Admirably, the London producer has had the cojones to cull certain bits and pieces from the source material; not everything from ‘I’m New Here’ makes the cut. The bits that do, are used to fine effect. Scott-Heron’s deep, weathered voice (manipulated and tweaked to a certain degree) still permeates the record, lending it the same enigmatic quality it did to its older sibling. But, instead of being surrounded by sparse, almost naked instrumentation, ‘We’re New Here’ lays the raspy thing amongst a more lush expanse of deep beats and euphoric synthesisers. It’s not the most obvious of fits, but the two go together like Doc Brown and Marty McFly. Or Daniel LaRusso and Mr. Miyagi.
Outside of his all-conquering band The xx, Smith has been known to have a proclivity for all things bass. Not surprisingly, the producer has indulged these inclinations. ‘We’re New Here’ is an amalgamation of varying styles, from the baroque-flavoured dubstep of the record’s lead single ‘NY Is Killing Me’, to the nostalgic ‘I’ll Take Care of U’, with its ‘90s rave piano stabs and throbbing 4/4 house beat (which also makes innovative use of Scott-Heron’s vocal, chopping it up and layering it over itself). Interestingly, it’s also the only track on the record that wields the lush, emotive guitars typical of The xx.
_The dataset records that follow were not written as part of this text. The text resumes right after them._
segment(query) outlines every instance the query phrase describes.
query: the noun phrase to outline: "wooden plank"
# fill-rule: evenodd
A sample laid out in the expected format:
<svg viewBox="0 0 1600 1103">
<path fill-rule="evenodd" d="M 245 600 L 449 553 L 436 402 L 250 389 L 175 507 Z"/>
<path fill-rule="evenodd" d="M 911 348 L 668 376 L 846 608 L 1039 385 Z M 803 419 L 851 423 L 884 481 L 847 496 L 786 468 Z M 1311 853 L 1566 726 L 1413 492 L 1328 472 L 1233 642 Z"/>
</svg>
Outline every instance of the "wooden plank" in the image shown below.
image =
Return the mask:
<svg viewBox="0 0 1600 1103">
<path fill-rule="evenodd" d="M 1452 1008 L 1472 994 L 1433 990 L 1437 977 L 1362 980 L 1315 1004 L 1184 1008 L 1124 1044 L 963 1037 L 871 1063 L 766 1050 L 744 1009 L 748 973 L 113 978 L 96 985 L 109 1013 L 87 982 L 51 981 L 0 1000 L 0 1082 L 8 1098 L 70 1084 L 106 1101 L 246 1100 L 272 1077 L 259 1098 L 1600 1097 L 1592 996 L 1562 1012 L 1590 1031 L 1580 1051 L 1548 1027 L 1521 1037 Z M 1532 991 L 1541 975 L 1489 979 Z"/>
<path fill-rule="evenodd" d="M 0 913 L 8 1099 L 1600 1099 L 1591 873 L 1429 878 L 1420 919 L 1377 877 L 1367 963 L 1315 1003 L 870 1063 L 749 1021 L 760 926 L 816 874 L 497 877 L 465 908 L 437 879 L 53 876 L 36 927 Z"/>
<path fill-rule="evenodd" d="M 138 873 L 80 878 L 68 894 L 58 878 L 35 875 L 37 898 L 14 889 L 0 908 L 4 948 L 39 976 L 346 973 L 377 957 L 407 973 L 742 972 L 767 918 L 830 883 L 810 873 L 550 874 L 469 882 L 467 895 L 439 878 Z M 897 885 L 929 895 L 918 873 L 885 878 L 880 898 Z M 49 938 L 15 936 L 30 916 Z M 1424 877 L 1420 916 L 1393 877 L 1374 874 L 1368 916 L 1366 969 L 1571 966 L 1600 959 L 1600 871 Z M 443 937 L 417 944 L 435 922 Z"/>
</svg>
It’s the twelve-minute spell of ‘Running’, ‘My Cloud’, ‘Certain Things (Interlude)’ and ‘The Crutch’ where ‘We’re New Here’ shines most, though. Bass and snare, monstrous in their unwavering onslaught; gorgeous, downtempo bliss with the poet’s rich singing voice of old; analogue musings; the frenetic shuffle of a break under a narrative monologue – a utopia of synthesizers and soaring vocals. It’s a microcosm of the album, a perfect representation of what it is that makes the record such an involving listen. And you’ll be skipping back to hear that run of tracks again in no time.
Essentially, what we have in ‘We’re New Here’ is not just a remix album. Yes, it takes its queues from another record, but ultimately what Jamie xx has done is produce 36 and a half minutes of original, unique and diverse bass music. The fact that it features one of the most iconic voices of the last four decades is, well, an added bonus. And like all great remixes, the end product here sounds nothing like the original. In this case, ‘We’re New Here’ is, dare say it, better than the album it’s based on. It’s punchier. Less protracted. More colourful. And it captures the zeitgeist perfectly. Listen to it from beginning to end – in its entirety, because that’s how it works best. That it only lasts for thirty odd minutes is a small gripe, all things considered.